Your gonna have a hard time figuring that one out without trial i would say. You'll find that the led heat sits and rises from the lights, rather than radiates at the plants. I've tended to blow the heat down to encourage mixing and raise ambient temperature.

My approach would be to grab one of the units your looking at and switching out one of the hps. Run it in the room and see how things change. Assuming your in the northern hemisphere and the weather is cooling down, now would be a good time to experiment with it as you won't be depending on the limits of your AC.
Blow air down and exhaust out the bottom of the tent?
 

Bookush34

Well-Known Member
I took out the glass in my hps hood. Mounted a 1/8” aluminum plate. Mounted my cob pin heat sink and drivers inside. Hood cooled led. Works so good I need to dump the warm air back in sometimes if the year.
 

Renfro

Well-Known Member
The big difference is infrared. HPS puts out a LOT of infrared and LED almost none. This means you actually require warmer canopy temperatures to achieve optimal growth under LED. So some of the energy savings come from powering the lighting and cooling less watts but a big savings in cooling is also due to the need for temps set at say 84F instead of 79F.
 

NukaKola

Well-Known Member
Watts are watts when it comes to heat. The fact that your HID’s are air cooled means you are removing a good portion of the heat your producing, but LED’s don’t require as low ambient room temps. I would say they would about equal out in terms of BTU’s required to cool.

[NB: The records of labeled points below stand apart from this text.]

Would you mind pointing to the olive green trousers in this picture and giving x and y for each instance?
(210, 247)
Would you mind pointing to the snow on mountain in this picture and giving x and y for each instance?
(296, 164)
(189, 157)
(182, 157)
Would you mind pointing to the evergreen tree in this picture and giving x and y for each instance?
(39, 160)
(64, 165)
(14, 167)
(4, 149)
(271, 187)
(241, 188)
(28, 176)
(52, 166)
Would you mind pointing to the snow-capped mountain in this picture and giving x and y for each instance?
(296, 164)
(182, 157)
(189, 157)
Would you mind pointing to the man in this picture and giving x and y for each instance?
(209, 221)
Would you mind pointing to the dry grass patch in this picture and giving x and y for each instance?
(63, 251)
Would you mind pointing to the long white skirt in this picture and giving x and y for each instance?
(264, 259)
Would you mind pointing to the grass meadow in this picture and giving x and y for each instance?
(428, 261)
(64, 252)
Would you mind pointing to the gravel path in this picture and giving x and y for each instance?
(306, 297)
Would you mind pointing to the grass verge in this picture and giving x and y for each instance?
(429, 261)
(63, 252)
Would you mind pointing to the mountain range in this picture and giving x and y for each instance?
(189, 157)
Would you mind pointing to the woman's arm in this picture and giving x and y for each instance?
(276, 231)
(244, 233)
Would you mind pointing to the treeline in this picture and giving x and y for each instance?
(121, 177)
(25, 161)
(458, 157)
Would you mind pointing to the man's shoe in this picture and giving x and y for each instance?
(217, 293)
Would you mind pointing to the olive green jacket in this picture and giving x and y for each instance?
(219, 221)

One of the benefits of LED’s is that you can cover the same square footage with less wattage. For instance HID typically is ~50w per sq ft, so your 5600w would adequately cover 112 sq ft. With LED you could adequately cover that same 112 sq ft. with 3360-4480w further reducing your cooling requirements.
 

Renfro

Well-Known Member
Watts are watts when it comes to heat. The fact that your HID’s are air cooled means you are removing a good portion of the heat your producing, but LED’s don’t require as low ambient room temps. I would say they would about equal out in terms of BTU’s required to cool.

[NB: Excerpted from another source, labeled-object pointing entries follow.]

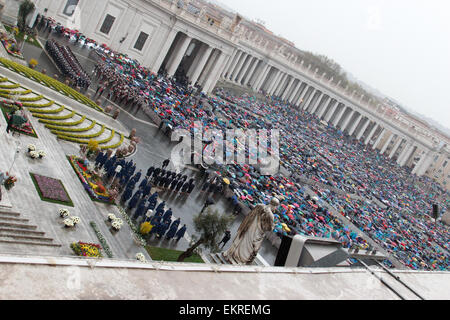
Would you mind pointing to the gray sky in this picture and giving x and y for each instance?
(400, 47)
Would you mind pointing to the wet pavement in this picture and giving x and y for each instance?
(153, 149)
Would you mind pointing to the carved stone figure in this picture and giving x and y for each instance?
(251, 233)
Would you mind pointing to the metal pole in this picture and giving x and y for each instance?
(382, 280)
(398, 279)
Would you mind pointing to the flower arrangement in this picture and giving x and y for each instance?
(140, 256)
(34, 154)
(117, 223)
(145, 228)
(68, 223)
(102, 240)
(10, 182)
(33, 63)
(49, 82)
(76, 220)
(86, 249)
(64, 213)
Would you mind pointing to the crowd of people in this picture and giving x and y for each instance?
(394, 212)
(143, 202)
(68, 64)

One of the benefits of LED’s is that you can cover the same square footage with less wattage. For instance HID typically is ~50w per sq ft, so your 5600w would adequately cover 112 sq ft. With LED you could adequately cover that same 112 sq ft. with 3360-4480w further reducing your cooling requirements.
A watt isn't just a watt when it comes to heat. Some lights make more heat and less light while others make more light and less heat. Also an HPS has a ton of infrared light and that warms all surfaces it hits, thus more heat.
 

Renfro

Well-Known Member
I will add that this is why so many HPS lights get a "5000 btu/hr" or even higher estimate for heat output. I think the "california rule" for DE HPS calls for something like 5500 btu/hr for a 1kW DE light. Thats more than 3.412 BTU/hr per watt, and it's legit due to the heat created by the IR light.

LED lights run more efficiently, making more light per watt input and they don't pump out a massive load of IR, if I remember correctly something like 60% of the light output from a HPS is in the infrared spectrum, not very efficient at making visible light.